For the original issue of GC pauses, a narrow change is to move problem data to non-pointer-carrying types, or the bigger hammer of manually managed slices of those types. The second helps with fragmentation too. Some workloads can be split into multiple processes as a direct way to have smaller heaps. If none of those options are enough then off-heap storage lets you do whatever you want.
I do have some complaints about Go, but one of the big ones has been fixed since I last wrote much Go code and it seems like a fine choice for a lot of applications.
Interestingly, Rust has quite good failed compilation speed. That's almost good enough. The usual Rust experience is that it's hard to get things to compile, and then they work the first time.
To other people's usage patterns though, I imagine the group of people who don't do much with the type system rely more on running a built binary to see if it worked, which means they'll pay the full compile/link time cost more often.
Or having Cranelift as default backend.
https://uptrace.dev/blog/golang-memory-arena
These are all tools. Java used to have this all the time, and we (ex-java programmer) had ways around this until the JVM improved.
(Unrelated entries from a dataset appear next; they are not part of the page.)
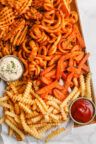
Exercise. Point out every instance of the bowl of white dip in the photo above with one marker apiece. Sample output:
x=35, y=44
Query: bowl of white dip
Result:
x=11, y=68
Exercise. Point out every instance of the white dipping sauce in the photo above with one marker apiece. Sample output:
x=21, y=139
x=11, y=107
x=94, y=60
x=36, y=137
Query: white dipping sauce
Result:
x=10, y=68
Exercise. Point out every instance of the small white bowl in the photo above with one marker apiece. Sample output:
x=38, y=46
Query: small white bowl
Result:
x=81, y=123
x=20, y=64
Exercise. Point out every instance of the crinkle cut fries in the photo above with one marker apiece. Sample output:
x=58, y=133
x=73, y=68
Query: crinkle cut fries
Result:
x=45, y=36
x=26, y=113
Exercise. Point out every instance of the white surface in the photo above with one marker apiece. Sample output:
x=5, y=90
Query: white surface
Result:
x=86, y=134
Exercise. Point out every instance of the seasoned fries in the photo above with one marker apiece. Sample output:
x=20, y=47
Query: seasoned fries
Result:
x=44, y=35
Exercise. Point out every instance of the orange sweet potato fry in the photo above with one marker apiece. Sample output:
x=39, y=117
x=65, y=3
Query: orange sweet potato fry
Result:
x=58, y=94
x=46, y=80
x=83, y=61
x=79, y=37
x=68, y=82
x=51, y=73
x=48, y=69
x=48, y=88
There are some fine points to the O(heap size), for example it's clearly unnecessary for the GC to scan objects that do not themselves contain pointers, and work is somewhat proportional to the total number of objects. Combining numerous small objects into manually managed slices, coming up with ways to make the most numerous items pointer-free, etc.
I learned a bit about this when an analytics workload I had ended up with unacceptable pauses (I think over 1 second), Go's GC is more sophisticated now but I think in any GC runtime you have the same considerations to some degree. Some of the best writing at the time was by Gil Tene, one of the principal authors of the C4 concurrent collector at Azul Systems, starting point here:
https://groups.google.com/g/golang-dev/c/GvA0DaCI2BU/m/SmEel...
Yes but Rust has a lot more availability of libraries to do stuff as a result. Want to do anything ML or scientific? You at least have a route in Rust where you don’t with Go.
As for availability if CGO is ok, then calling C or C++ code from Go is not that hard. Also, there is always an option to just start C++ process if extra data copies are OK.